TEACHERS will demand refunds if they are forced to pay a new tax on workplace parking spaces, union leaders have said.

Larry Flanagan, general secretary of the EIS, Scotland’s largest teaching union, said it would fight for “compensation” if the plans go ahead.

It comes after a last-minute Budget deal between the SNP and the Greens opened the door to councils being given the power to introduce a new levy.

Speaking to the BBC, Mr Flanagan said: “If you’re talking about £500 a year being taken out of your salary that’s the kind of figure we’re fighting to try and get added in, as part of the compensation, so I think if there was a charge there, apart from some of the practical difficulties it creates around staffing our schools, I think it would simply work in to the next pay claim and people would be looking to recompense that. So I think there are significant issues with it.”

The Scottish Tories said providing such refunds would cost £1.7 million in Edinburgh, where there are 3,346 teachers, and £2.6m in Glasgow.

If all councils adopted the car park tax, the total annual fee would amount to £25.6 million, the party said.

Scottish Tory shadow finance secretary Murdo Fraser said: “We already knew this ill-judged SNP tax would be a disaster for workers and businesses right across Scotland.

“Now it seems it would be a nightmare for the taxpayer too. The SNP has been so short-sighted in its drive to raid people’s pay-packets, it hasn’t stopped to think of the consequences.

“Teaching unions have now confirmed that they would seek to address the £500-a-year charge within any future pay deals.

“That could lead to the taxpayer picking up millions in additional costs – the SNP government would be better not imposing the charge at all.

“There’s now more than enough evidence for the SNP government to ignore the Green extremists and drop this unwanted and unfair tax altogether.”

It is not clear which councils will adopt the controversial proposals, although Edinburgh is widely expected to be among the first.

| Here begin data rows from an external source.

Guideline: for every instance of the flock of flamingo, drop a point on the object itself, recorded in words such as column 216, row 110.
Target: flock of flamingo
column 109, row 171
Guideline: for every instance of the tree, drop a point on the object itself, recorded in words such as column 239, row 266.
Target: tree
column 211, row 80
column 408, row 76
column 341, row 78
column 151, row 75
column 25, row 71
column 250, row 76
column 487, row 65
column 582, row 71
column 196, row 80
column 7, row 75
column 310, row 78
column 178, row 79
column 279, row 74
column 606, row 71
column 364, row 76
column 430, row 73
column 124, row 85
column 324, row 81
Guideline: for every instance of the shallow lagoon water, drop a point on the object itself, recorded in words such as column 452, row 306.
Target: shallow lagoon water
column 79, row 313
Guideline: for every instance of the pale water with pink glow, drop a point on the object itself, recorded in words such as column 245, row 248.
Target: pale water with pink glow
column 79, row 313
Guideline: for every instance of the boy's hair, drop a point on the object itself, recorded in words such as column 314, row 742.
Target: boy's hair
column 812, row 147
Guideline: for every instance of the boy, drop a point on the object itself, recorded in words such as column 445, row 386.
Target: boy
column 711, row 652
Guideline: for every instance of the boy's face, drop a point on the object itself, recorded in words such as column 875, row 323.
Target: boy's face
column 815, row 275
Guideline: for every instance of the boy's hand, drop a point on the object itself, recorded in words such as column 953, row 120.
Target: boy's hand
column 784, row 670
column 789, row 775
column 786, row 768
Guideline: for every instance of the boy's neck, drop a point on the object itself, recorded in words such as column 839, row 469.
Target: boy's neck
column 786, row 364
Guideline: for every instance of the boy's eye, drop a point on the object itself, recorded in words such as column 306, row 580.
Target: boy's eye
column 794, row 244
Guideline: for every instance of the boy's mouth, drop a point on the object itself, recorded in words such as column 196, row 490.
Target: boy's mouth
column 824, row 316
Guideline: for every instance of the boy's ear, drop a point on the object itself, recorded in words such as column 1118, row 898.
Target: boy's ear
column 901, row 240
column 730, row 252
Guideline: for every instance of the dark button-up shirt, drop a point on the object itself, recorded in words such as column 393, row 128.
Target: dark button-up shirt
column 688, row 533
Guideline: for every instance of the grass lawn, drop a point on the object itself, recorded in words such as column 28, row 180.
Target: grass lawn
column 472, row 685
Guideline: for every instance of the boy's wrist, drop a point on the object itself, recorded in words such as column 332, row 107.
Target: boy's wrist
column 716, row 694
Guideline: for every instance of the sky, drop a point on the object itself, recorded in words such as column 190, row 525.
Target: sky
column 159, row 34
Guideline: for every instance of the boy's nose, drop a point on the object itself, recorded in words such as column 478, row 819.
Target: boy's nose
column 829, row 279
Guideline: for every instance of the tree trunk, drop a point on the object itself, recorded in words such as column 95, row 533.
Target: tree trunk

Councils will be able to set their own rules, but similar proposals in Nottingham resulted in charges of more than £400 a year for those who drove to work.

The Scottish Government has already said NHS properties and hospitals will be excluded.

While the parking tax is charged to employers, they can choose to pass the costs on to staff.

The latest move comes as teachers continue to threaten industrial action, with unions demanding a 10% pay rise.